In something of a surprise move, NVIDIA took to the stage today at GTC to announce a new roadmap for their GPU families. With today’s announcement comes news of a significant restructuring of the roadmap that will see GPUs and features moved around, and a new GPU architecture, Pascal, introduced in the middle.

We’ll get to Pascal in a second, but to put it into context let’s first discuss NVIDIA’s restructuring. At GTC 2013 NVIDIA announced their future Volta architecture. Volta, which had no scheduled date at the time, would be the GPU after Maxwell. Volta’s marquee feature would be on-package DRAM, utilizing Through Silicon Vias (TSVs) to die stack memory and place it on the same package as the GPU. Meanwhile in that roadmap NVIDIA also gave Maxwell a date and a marquee feature: 2014, and Unified Virtual Memory.


NVIDIA's Old Volta Roadmap


NVIDIA's New Pascal Roadmap

As of today that roadmap has more or less been thrown out. No products have been removed, but what Maxwell is and what Volta is have changed, as has the pacing. Maxwell for its part has “lost” its unified virtual memory feature. This feature is now slated for the chip after Maxwell, and in the meantime the closest Maxwell will get is the software based unified memory feature being rolled out in CUDA 6. Furthermore NVIDIA has not offered any further details on second generation Maxwell (the higher performing Maxwell chips) and how those might be integrated into professional products.

As far as NVIDIA is concerned, Maxwell’s marquee feature is now DirectX 12 support (though even the extent of this isn’t perfectly clear), and that with the shipment of the GeForce GTX 750 series, Maxwell is now shipping in 2014 as scheduled. We’re still expecting second generation Maxwell products, but at this juncture it does not look like we should be expecting any additional functionality beyond what Big Kepler + 1st Gen Maxwell can achieve.

Meanwhile Volta has been pushed back and stripped of its marquee feature. It’s on-package DRAM has been promoted to the GPU before Volta, and while Volta still exists, publicly it is a blank slate. We do not know anything else about Volta beyond the fact that it will come after the 2016 GPU.

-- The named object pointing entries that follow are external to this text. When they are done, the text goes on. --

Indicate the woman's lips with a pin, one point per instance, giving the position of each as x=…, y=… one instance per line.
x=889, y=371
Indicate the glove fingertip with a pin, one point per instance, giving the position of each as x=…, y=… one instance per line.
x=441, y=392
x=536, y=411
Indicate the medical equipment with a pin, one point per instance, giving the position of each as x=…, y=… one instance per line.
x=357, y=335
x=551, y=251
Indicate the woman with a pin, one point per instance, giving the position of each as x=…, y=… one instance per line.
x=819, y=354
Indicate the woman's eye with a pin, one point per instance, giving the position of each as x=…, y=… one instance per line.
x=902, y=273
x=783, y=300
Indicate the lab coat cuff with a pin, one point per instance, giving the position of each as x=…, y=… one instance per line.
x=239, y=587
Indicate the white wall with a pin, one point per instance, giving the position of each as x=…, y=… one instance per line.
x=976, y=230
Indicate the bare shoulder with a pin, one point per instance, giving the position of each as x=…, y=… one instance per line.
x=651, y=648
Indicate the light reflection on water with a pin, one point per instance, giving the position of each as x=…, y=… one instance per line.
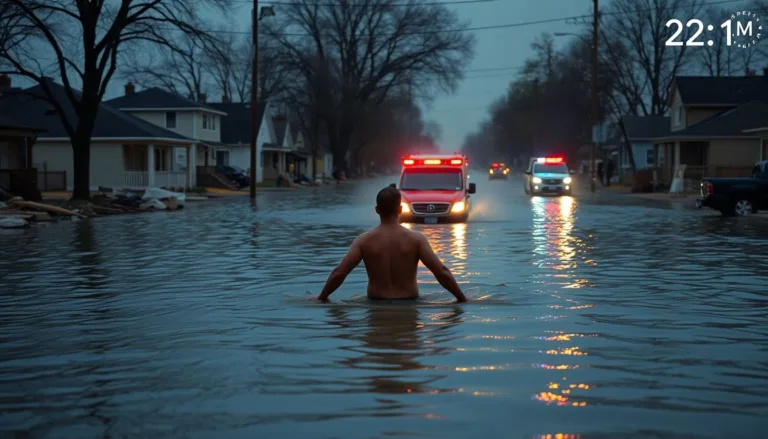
x=589, y=321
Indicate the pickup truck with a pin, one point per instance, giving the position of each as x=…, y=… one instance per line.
x=736, y=196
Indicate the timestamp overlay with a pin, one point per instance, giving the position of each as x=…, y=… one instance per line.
x=742, y=29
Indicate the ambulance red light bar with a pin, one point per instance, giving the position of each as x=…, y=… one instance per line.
x=434, y=162
x=549, y=160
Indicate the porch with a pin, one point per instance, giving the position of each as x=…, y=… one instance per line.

Which brings us to Pascal, the 2016 GPU. Pascal is NVIDIA’s latest GPU architecture and is being introduced in between Maxwell and Volta. In the process it has absorbed old Maxwell’s unified virtual memory support and old Volta’s on-package DRAM, integrating those feature additions into a single new product.

With today’s announcement comes a small degree of additional detail on NVIDIA’s on-package memory plans. The bulk of what we wrote for Volta last year remains true: NVIDIA uses on-package stacked DRAM, allowed by the use of TSVs. What’s new is that NVIDIA has confirmed they will be using JEDEC’s High Bandwidth Memory (HBM) standard, and the test vehicle Pascal card we have seen uses entirely on-package memory, so there isn’t a split memory design. Though we’d also point out that unlike the old Volta announcement, NVIDIA isn’t listing any solid bandwidth goals like the 1TB/sec number we had last time. From what NVIDIA has said, this likely comes down to a cost issue: how much memory bandwidth are customers willing to pay for, given the cutting edge nature of this technology?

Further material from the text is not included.